Карабканье вверх оказалось до странности тяжёлым подвигом. Раз в три-четыре ступеньки — пауза, чтобы отдышаться и успокоить мельтешение мушек в глазах. Поскрипывание досок под ногами почему-то придавало сил. Словно рассохшаяся лестница болела за меня. Эту причудливую фантазию я поспешил списать на сотрясение. Не стоило ударяться в делирий в конце пути.
Весь второй этаж занимал коридор, по обе стороны которого виднелись грубо срубленные двери. Я с холодком представил, как ломился бы в каждую, если бы не помощь толстяка. Он был по-своему добр.
Я опёрся о косяк нужной двери и, собравшись с духом, постучал. Ответом стала тишина. Я попробовал вновь — настойчивее, злее, рискуя вогнать в кулак занозу.
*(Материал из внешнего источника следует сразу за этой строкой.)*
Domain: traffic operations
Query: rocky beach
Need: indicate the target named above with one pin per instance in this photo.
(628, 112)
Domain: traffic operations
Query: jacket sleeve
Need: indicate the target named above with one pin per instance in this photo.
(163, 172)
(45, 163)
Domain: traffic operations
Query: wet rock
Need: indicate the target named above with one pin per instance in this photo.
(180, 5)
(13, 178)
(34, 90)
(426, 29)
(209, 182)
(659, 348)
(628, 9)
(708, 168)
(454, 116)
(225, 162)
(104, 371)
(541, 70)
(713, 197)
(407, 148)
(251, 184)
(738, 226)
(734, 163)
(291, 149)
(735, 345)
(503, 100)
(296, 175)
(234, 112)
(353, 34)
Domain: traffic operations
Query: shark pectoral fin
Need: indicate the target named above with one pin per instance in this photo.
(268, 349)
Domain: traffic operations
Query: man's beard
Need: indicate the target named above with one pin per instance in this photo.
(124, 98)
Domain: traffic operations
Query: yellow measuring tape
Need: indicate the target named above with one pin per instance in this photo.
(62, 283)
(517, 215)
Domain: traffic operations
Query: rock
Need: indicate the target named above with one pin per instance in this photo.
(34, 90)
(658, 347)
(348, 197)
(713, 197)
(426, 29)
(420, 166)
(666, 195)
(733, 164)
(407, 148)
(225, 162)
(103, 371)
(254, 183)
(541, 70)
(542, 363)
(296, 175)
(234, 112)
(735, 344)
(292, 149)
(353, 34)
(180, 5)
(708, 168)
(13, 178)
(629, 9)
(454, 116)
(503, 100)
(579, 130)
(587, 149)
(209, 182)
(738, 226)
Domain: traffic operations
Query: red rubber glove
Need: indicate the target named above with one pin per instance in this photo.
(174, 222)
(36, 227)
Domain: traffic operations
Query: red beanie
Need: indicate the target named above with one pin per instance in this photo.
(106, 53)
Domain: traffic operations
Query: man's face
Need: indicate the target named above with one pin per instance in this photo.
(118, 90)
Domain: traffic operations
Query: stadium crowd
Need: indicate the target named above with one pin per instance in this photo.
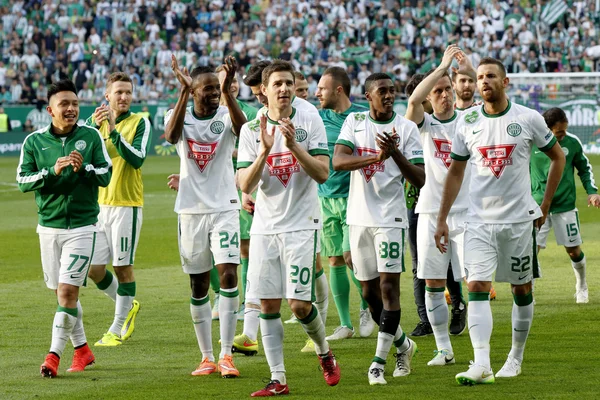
(44, 41)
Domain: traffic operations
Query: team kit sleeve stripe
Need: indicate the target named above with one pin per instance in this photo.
(458, 157)
(346, 143)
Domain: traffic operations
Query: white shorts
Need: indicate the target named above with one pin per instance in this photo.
(282, 266)
(206, 237)
(376, 250)
(118, 235)
(507, 249)
(566, 229)
(433, 264)
(66, 256)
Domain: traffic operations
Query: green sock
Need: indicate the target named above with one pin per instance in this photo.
(244, 276)
(363, 303)
(340, 288)
(215, 282)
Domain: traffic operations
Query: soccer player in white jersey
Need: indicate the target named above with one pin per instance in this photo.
(437, 132)
(247, 342)
(207, 202)
(284, 153)
(494, 141)
(381, 149)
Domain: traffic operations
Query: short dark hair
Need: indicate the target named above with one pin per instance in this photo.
(378, 76)
(118, 77)
(254, 75)
(554, 116)
(493, 61)
(196, 72)
(277, 66)
(340, 77)
(64, 85)
(412, 84)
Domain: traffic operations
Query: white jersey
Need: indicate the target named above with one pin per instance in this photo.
(436, 137)
(376, 196)
(298, 103)
(498, 148)
(287, 196)
(206, 183)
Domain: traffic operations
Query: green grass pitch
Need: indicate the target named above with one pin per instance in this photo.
(560, 360)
Внезапно дверь распахнулась, и руку, оттянутую в замахе, остановила железная хватка. Волосы Вероники растрепались, видимо, от сна, вместо привычного одеяния тело прикрывала просторная льняная рубашка до колен, а в её глазах пылало мстительное пламя. Однако, едва она разглядела моё незавидное состояние, злость сменилась… нет, дополнилась изумлением и сонмом незаданным вопросов. Она молча втянула меня внутрь, захлопнула за мной дверь и приказала:
— Ложись.
Мансарда постоялого двора не отличалась изысками. На видавшем виды столе располагались остатки трапезы. Меж ним и мутным окном, чей подоконник служил кладбищем многочисленным трупикам мух, умастилась кровать — неказистое ложе с маленькой грязной простынёй и тюфяком, из которого торчала солома. В углу пристроилась клетка с зайцем, над которой на проржавевших крючьях висела одежда. Я потоптался на месте, прикидывая, лечь на спину или живот, — так и так выходило, что будет больно.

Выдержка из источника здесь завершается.